En ce moment, le combat est entre, d’un côté, les globalisateurs, ceux qui
au sortir de cette crise veulent encore moins la présence de l’État. Ils disent
en gros : « L’État a failli ». En effet, ils n’ont pas été capables de gérer
le problème du Covid-19, on a vu à quel point ils ont été défaillants pour
l’hôpital, sur les masques et les tests, etc. ! Ils disent : « Il faut que les
entrepreneurs payent beaucoup moins », ils parlent de charges et non
de cotisations et qu’on aille vers plus de libéralisme. Et en face, tu as ceux,
dont moi, qui disent : « Il faut ralentir, il faut décroître. Je n’étais pas
spécialement un décroissant, je n’avais pas le même discours l’année
dernière, il faut évidemment nationaliser une banque, il faut beaucoup plus
de services publics, il faut vraiment revaloriser les emplois. »

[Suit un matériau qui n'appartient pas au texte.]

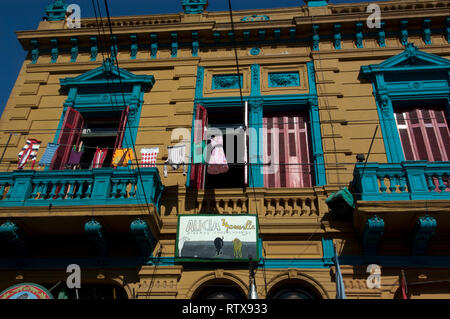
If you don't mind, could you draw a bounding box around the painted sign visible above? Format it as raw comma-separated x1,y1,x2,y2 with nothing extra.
176,214,259,262
0,283,54,299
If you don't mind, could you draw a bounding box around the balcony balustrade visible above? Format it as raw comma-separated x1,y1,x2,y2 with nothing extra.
181,187,325,217
0,167,164,211
353,161,450,201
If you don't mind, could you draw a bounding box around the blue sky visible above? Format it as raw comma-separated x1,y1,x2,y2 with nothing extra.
0,0,381,115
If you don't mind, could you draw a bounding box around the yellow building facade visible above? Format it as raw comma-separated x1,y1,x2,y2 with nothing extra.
0,0,449,299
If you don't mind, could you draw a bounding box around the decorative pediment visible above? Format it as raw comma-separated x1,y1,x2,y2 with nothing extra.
60,58,155,91
360,43,450,77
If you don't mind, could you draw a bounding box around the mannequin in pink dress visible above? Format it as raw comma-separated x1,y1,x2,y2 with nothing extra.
207,135,229,175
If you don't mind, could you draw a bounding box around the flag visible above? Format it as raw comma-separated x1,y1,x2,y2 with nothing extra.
334,244,347,299
401,270,408,299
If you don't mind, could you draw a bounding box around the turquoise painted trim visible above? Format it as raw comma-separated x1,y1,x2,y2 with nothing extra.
90,37,98,62
268,72,300,88
312,25,319,51
400,20,408,46
130,34,138,60
378,22,386,48
248,99,264,187
258,30,266,41
192,31,199,57
447,17,450,44
194,66,204,100
305,0,328,7
171,32,178,58
355,22,363,48
110,35,118,61
50,38,58,63
307,61,326,186
131,218,154,256
353,161,450,201
412,215,437,255
334,24,341,50
30,40,39,64
150,34,158,59
181,0,207,14
85,219,107,256
363,216,384,258
70,37,78,63
273,29,281,42
422,18,432,45
250,64,260,96
212,74,243,90
250,48,260,56
0,168,164,212
45,0,68,21
321,237,334,266
360,43,450,163
241,15,269,22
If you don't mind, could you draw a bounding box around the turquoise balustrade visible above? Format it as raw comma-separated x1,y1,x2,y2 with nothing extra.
353,161,450,201
0,167,164,212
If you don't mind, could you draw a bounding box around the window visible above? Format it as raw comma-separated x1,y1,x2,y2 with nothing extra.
263,112,313,188
189,104,246,189
394,106,450,161
51,106,129,170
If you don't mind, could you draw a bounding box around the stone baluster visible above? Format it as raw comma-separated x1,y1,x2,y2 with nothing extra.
378,175,387,192
388,175,397,193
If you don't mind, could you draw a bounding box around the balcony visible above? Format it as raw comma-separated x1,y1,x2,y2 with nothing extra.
353,161,450,201
0,167,164,211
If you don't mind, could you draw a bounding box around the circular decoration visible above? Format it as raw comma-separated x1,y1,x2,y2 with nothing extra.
0,283,54,299
250,48,260,56
410,82,421,89
102,94,109,101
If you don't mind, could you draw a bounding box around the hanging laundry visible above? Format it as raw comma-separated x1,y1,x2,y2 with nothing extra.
112,148,134,167
90,148,108,169
18,138,41,169
164,145,186,177
207,135,229,175
141,147,159,168
67,149,84,166
39,143,59,167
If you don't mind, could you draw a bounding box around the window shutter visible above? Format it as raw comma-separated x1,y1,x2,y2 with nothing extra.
189,104,208,189
51,107,84,170
263,113,312,188
395,107,450,162
394,111,415,160
114,105,130,150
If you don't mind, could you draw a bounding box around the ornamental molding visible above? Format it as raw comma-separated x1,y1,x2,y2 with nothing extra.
268,72,300,88
212,74,242,90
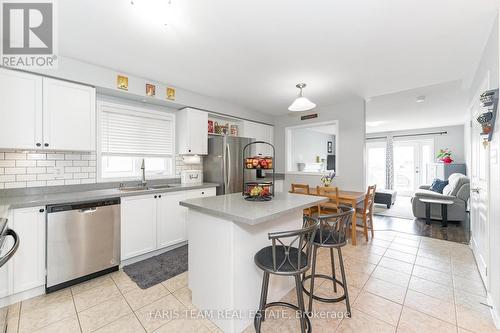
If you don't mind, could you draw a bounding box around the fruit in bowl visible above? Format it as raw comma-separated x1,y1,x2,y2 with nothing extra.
248,185,270,197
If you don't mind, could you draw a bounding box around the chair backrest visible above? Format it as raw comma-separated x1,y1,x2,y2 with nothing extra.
291,183,310,195
266,216,320,274
317,206,354,247
317,186,339,206
362,185,377,215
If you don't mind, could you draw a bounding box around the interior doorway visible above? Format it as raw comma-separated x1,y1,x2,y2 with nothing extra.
393,139,434,196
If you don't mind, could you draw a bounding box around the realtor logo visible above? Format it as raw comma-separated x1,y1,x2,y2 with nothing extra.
1,0,57,68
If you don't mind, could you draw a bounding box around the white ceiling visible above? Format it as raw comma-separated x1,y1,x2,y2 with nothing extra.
58,0,500,115
366,80,469,133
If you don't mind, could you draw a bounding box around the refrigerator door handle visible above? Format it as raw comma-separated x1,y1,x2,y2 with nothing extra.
222,140,228,193
226,143,231,188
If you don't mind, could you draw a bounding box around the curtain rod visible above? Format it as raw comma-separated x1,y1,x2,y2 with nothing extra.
366,131,447,140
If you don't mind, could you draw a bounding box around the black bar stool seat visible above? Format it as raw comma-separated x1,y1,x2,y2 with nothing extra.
253,217,320,333
301,206,354,316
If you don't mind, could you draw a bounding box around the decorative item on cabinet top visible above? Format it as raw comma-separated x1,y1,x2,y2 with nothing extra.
167,87,176,100
117,75,129,91
146,83,156,97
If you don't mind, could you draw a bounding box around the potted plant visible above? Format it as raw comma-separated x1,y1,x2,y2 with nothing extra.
320,171,336,186
437,148,453,164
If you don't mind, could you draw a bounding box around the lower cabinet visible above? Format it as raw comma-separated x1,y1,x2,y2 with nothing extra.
0,206,46,298
121,188,216,261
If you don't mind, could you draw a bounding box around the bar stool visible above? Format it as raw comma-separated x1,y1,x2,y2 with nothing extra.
301,206,354,316
254,216,320,333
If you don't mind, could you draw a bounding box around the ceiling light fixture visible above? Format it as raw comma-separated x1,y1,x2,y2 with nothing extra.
288,83,316,112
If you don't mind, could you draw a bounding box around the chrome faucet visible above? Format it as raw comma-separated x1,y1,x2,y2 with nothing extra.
140,158,147,187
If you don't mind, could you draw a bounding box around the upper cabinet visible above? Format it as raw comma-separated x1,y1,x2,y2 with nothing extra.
177,108,208,155
43,78,96,151
0,68,96,151
243,121,274,156
0,68,43,150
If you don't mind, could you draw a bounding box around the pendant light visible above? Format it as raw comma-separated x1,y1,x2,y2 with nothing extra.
288,83,316,112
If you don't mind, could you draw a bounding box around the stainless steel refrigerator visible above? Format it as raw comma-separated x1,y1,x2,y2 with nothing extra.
204,135,254,195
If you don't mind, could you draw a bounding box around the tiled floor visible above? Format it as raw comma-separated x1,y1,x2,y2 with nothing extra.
2,230,498,333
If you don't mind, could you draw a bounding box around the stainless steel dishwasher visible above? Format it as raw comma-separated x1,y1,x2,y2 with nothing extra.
46,198,120,292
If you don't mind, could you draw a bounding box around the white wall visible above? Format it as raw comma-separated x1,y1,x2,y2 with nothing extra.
468,12,500,326
366,125,466,163
29,56,274,125
274,98,366,192
290,128,335,171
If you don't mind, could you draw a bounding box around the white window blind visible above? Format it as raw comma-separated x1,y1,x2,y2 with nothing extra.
100,107,173,156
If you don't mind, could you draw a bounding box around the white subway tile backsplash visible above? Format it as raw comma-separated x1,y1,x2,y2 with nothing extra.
65,179,80,185
37,160,55,167
46,153,65,160
88,160,96,167
73,160,89,167
82,154,96,161
26,167,46,174
16,174,37,181
73,173,89,179
5,152,26,160
80,178,96,184
65,166,81,173
65,154,81,160
5,167,26,175
27,181,47,187
81,166,96,173
0,153,4,160
27,153,46,160
16,160,37,167
0,160,15,167
4,182,26,189
0,175,15,182
37,174,56,181
0,168,3,174
46,180,65,186
55,160,73,167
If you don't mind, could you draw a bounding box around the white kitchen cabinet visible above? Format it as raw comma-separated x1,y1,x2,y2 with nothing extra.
157,191,187,249
121,195,157,260
43,78,96,151
11,207,46,294
0,221,13,299
243,121,274,156
0,68,96,151
177,108,208,155
0,68,43,149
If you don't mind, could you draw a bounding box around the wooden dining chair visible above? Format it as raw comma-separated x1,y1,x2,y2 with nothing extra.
291,184,317,216
316,186,340,215
356,185,377,241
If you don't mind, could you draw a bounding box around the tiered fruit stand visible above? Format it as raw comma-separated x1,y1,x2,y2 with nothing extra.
242,141,275,201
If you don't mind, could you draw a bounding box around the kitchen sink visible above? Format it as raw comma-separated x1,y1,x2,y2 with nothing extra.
148,184,176,190
118,185,149,192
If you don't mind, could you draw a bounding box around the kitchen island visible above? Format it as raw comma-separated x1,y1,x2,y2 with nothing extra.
180,192,327,332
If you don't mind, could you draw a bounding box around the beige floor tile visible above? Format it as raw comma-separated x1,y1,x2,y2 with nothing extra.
394,233,420,241
408,276,453,302
353,291,402,326
411,265,452,286
364,277,407,304
336,308,396,333
110,270,140,294
162,272,188,293
454,289,491,316
153,318,211,333
135,294,187,332
378,257,413,275
456,304,499,333
173,287,195,309
389,243,418,255
71,275,113,295
392,237,420,248
342,270,371,290
123,284,170,311
417,249,450,262
32,314,81,333
253,305,302,333
73,278,122,312
373,232,397,242
453,275,486,297
384,249,416,264
403,290,456,325
93,313,145,333
371,266,411,288
397,306,456,333
312,280,361,306
414,256,452,274
369,238,392,248
6,302,20,333
22,288,72,311
18,291,76,333
78,295,132,333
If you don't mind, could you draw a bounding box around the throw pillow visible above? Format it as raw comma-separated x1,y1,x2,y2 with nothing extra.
429,179,449,194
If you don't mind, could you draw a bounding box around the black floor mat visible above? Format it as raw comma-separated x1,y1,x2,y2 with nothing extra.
123,245,188,289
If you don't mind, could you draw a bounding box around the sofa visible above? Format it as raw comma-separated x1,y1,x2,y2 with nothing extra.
411,173,470,222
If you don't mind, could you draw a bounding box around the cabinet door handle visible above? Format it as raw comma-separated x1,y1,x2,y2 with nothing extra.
201,192,205,195
44,143,49,147
154,195,157,199
158,195,162,198
39,208,45,213
36,143,41,147
188,149,192,152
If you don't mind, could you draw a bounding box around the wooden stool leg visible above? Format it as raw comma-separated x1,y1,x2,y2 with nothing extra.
362,212,368,241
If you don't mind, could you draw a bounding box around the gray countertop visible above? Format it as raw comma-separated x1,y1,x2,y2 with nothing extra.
2,183,219,209
180,192,327,225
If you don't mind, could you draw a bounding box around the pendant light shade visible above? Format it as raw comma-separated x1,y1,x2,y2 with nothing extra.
288,83,316,112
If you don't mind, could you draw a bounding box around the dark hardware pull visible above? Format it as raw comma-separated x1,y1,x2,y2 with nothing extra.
202,192,205,194
154,195,157,199
158,195,162,198
44,143,49,147
188,149,191,152
36,143,41,147
39,208,45,213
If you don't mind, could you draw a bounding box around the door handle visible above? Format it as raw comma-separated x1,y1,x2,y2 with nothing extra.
0,229,19,268
226,143,231,188
472,188,480,194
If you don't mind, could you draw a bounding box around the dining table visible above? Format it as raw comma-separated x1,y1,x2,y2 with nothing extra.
290,188,366,246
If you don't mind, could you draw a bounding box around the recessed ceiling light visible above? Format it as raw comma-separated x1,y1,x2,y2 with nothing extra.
416,95,426,103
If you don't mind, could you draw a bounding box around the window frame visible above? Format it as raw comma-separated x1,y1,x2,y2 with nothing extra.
96,101,176,182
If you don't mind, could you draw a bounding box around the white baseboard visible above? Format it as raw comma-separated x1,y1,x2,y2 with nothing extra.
0,286,45,308
487,293,500,329
120,241,187,267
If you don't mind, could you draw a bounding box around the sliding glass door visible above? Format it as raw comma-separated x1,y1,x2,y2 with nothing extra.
393,139,433,196
366,141,386,189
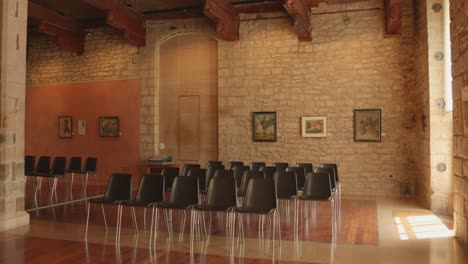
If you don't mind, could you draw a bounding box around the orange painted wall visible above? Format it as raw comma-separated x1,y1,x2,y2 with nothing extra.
25,79,141,187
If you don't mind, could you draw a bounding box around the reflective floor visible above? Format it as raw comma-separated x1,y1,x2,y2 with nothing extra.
2,192,467,263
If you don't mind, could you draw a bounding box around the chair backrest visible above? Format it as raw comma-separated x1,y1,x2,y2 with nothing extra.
221,169,234,178
320,163,339,183
286,167,306,190
67,156,82,173
303,172,332,200
272,162,289,172
36,156,51,174
50,157,67,177
227,161,244,170
205,164,225,190
250,162,266,171
206,160,222,168
260,166,276,180
168,176,199,208
83,157,97,174
135,174,165,204
181,164,200,177
238,170,263,196
162,167,179,190
205,176,237,210
103,173,132,201
233,166,249,188
241,178,277,213
313,167,336,191
296,163,313,174
274,171,297,199
25,156,36,175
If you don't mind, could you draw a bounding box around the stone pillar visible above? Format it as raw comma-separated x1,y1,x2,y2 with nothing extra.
0,0,29,231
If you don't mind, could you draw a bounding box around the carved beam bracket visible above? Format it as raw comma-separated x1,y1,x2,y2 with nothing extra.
83,0,146,47
28,1,85,55
384,0,401,36
203,0,239,41
283,0,312,42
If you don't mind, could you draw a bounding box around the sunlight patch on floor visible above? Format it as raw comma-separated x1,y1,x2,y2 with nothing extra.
393,211,454,240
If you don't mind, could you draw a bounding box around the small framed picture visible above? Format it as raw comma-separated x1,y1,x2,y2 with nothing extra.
59,116,72,138
253,112,277,142
301,116,327,137
354,109,381,142
77,120,86,136
99,117,119,137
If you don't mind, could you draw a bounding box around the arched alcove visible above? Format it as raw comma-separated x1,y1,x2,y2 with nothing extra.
158,34,218,165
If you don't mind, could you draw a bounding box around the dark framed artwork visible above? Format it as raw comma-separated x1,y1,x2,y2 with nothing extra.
99,116,120,137
59,116,72,138
354,109,381,142
253,112,277,142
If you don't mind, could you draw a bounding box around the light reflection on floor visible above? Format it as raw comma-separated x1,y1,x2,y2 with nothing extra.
393,211,454,240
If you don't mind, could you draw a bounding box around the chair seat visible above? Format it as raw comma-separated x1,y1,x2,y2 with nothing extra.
299,195,331,201
121,200,154,207
155,201,191,210
88,198,119,205
67,169,82,173
233,206,274,215
193,204,231,212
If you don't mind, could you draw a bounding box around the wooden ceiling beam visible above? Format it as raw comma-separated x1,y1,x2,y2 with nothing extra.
384,0,401,36
82,0,146,46
28,1,85,55
203,0,239,41
283,0,312,42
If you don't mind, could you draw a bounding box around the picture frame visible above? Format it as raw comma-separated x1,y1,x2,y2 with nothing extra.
59,116,73,138
77,120,86,136
253,112,277,142
301,116,327,137
99,116,120,137
354,109,381,142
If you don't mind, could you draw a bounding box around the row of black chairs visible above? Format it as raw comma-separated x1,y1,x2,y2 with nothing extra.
85,162,340,246
25,156,97,204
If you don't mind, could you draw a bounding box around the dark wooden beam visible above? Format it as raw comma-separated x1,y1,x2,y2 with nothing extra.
384,0,401,36
145,7,204,20
283,0,312,41
203,0,239,41
83,0,146,47
28,1,85,55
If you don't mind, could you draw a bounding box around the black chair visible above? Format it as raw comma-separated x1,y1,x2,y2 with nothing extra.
65,157,81,200
181,164,200,176
250,162,265,171
314,167,336,192
46,156,67,204
286,167,306,191
31,156,51,198
233,166,249,188
227,161,244,170
118,174,165,243
191,176,237,240
24,156,36,191
201,164,225,195
272,162,289,172
260,166,276,180
320,163,341,228
151,176,199,242
231,177,280,245
162,167,179,191
206,160,222,168
296,163,313,175
85,173,132,242
320,163,339,184
237,170,263,198
299,172,336,245
274,170,298,238
81,157,97,197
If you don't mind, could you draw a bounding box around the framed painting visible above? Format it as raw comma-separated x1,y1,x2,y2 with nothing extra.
354,109,381,142
59,116,72,138
301,116,327,137
99,116,120,137
253,112,277,142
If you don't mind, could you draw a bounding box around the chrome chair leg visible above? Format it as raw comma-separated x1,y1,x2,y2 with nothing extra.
131,207,138,234
101,204,108,233
85,202,91,241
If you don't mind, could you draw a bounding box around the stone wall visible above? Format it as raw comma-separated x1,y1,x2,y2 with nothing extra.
450,0,468,246
26,1,421,196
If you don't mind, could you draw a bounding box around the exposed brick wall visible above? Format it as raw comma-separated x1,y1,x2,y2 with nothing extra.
450,0,468,246
26,1,422,196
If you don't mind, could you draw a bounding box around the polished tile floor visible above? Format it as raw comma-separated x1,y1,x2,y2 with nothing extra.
2,185,468,263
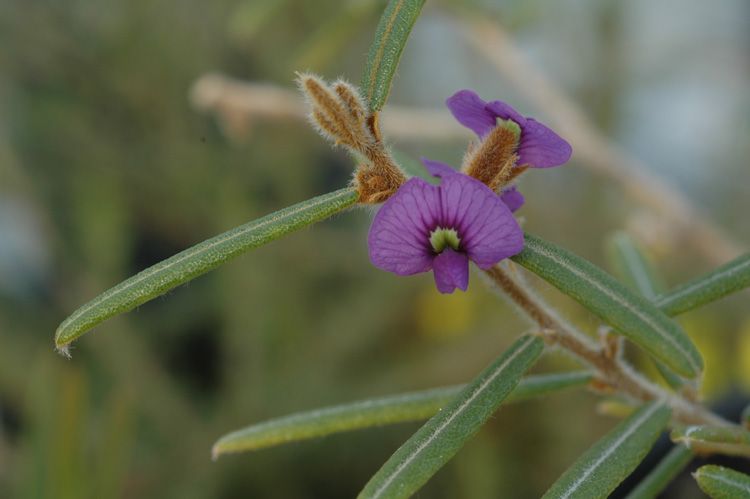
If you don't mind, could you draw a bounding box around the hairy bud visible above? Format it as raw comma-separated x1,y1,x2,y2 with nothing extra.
298,73,405,204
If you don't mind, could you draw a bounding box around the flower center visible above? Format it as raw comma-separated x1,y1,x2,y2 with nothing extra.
429,227,461,253
496,118,521,139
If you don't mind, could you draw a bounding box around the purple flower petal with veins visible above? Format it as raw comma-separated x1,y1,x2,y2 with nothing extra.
368,159,524,294
433,249,469,293
447,89,572,168
442,90,497,137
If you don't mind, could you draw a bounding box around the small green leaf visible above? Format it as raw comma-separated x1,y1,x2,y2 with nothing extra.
671,425,750,458
361,0,426,112
359,335,544,499
694,465,750,498
211,371,592,458
512,233,703,378
55,187,359,351
606,232,688,390
655,252,750,316
541,401,671,499
624,444,692,499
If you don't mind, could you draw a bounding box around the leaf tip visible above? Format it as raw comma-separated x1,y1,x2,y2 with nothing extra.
211,444,222,461
54,323,75,357
55,342,72,359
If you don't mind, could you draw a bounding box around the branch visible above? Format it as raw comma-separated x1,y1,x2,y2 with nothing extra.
484,263,727,428
190,73,469,142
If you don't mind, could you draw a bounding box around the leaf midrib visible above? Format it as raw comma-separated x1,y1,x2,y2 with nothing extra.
557,402,664,499
369,335,538,498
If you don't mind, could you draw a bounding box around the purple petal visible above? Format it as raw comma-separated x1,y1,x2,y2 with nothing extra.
421,158,459,179
368,178,441,276
500,186,525,213
517,118,572,168
432,164,525,269
445,90,496,138
432,249,469,293
485,100,526,127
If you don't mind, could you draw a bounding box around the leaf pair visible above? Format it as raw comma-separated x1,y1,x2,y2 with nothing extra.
359,334,544,498
512,233,704,378
212,371,592,458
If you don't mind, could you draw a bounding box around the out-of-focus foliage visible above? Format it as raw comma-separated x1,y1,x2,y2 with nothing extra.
1,0,748,497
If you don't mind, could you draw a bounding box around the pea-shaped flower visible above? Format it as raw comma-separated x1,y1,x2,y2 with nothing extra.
447,89,572,169
368,159,524,293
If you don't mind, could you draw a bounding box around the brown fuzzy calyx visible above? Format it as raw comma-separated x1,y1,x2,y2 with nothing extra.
503,164,529,184
355,161,406,204
462,125,521,192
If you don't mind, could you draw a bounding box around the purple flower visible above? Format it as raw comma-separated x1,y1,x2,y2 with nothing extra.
446,89,572,168
368,159,524,294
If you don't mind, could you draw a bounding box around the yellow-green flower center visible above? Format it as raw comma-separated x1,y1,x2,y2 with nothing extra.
496,118,521,139
430,227,461,253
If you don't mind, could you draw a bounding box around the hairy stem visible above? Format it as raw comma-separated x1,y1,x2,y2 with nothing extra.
484,264,727,427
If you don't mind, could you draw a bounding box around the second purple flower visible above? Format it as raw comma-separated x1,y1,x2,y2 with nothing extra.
447,89,572,169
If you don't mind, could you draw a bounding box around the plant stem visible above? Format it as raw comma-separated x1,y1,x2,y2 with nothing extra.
484,264,727,427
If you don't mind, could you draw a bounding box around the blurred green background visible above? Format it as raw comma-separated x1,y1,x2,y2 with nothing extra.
1,1,749,497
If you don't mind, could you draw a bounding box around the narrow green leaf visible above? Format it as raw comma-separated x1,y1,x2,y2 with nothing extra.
55,188,359,351
508,371,592,403
671,425,750,458
608,235,750,318
361,0,426,112
359,335,544,499
694,465,750,498
214,385,457,460
212,371,592,458
655,252,750,316
742,404,750,430
512,233,703,378
624,444,692,499
606,232,687,390
542,401,671,499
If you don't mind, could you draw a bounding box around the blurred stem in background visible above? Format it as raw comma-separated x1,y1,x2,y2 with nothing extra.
191,15,744,267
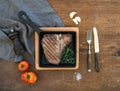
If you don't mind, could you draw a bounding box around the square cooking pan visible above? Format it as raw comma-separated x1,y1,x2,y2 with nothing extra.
35,27,79,70
17,11,79,70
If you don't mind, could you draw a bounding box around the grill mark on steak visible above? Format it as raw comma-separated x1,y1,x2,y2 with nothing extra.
41,34,72,65
44,37,60,56
44,50,59,64
45,51,58,64
43,41,58,57
42,40,59,61
44,38,55,50
47,36,57,48
46,35,58,46
43,44,59,64
51,35,58,45
42,39,60,62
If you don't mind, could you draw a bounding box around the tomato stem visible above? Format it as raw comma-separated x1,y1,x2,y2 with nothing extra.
27,74,31,80
21,65,24,68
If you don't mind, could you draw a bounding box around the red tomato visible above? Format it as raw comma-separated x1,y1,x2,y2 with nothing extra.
21,72,37,84
18,60,29,71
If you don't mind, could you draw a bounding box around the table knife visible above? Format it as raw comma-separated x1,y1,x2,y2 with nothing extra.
93,27,100,72
87,30,92,72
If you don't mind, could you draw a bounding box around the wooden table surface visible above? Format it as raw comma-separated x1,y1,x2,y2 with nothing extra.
0,0,120,91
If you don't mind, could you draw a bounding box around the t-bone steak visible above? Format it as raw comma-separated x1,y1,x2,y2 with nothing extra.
41,34,72,65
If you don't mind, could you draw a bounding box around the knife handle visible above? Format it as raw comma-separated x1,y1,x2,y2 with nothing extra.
87,49,92,72
95,53,100,72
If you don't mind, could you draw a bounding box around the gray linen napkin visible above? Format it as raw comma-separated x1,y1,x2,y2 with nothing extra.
0,0,64,64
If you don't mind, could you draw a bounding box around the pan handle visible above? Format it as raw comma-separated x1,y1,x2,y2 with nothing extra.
17,11,41,33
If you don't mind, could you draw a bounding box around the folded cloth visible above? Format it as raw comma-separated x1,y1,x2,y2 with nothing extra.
0,0,64,64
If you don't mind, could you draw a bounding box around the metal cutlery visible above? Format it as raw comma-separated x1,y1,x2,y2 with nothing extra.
87,30,92,72
93,27,100,72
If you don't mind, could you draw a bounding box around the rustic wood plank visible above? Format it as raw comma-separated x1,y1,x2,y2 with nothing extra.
48,0,120,90
0,0,120,91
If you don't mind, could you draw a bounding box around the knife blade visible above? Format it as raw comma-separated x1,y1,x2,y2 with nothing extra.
93,27,100,72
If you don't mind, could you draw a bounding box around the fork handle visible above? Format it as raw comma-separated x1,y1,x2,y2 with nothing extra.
87,49,92,72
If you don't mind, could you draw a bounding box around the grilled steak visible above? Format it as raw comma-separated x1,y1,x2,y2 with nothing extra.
41,34,72,65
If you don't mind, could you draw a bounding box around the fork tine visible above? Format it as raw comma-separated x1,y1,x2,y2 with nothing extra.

Denis, je m’excuse, on reviendra sur les alternatives, je vois que tu as
énormément à dire, mais je voudrais qu’on creuse cette question :
comment les médias ont-ils travaillé notre thème d’aujourd’hui ? En fait
quelle est la fonction fondamentale des médias mainstream, des médias
dominants : informer ou promouvoir la communication des
gouvernants ? Dans leur livre Fabriquer un consentement, Noam
Chomsky et Edward Herman expliquaient très clairement : « Vos
médias ne sont pas là pour vous informer, mais pour vous faire
approuver la position des gouvernements ». C’est-à-dire des élites
économiques. Que nous apprend l’affaire du coronavirus sur
le fonctionnement des médias ?
Dans ta question, il y a la réponse évidemment. Pour aller un peu plus loin,
je t’ai dit tout à l’heure que j’ai des amis qui travaillent au Monde,
à Libération, à L’Express, on peut dire que ce sont des médias mainstream,
mais eux essaient de faire le job. Récemment, une personne qui travaille dans
l’agence de presse importante, qui s’appelle l’AFP, a essayé d’y faire passer
un papier sur le CNNR (Conseil National de la Nouvelle Résistance) que
nous lançons, eh bien, son papier a été bloqué. Une autre, sur France Inter,
a eu le même problème. À l’intérieur de ces médias, il y a des journalistes qui
font du journalisme, il y en a beaucoup.
J’ai posé la question sur les médias, je n’ai pas parlé des journalistes.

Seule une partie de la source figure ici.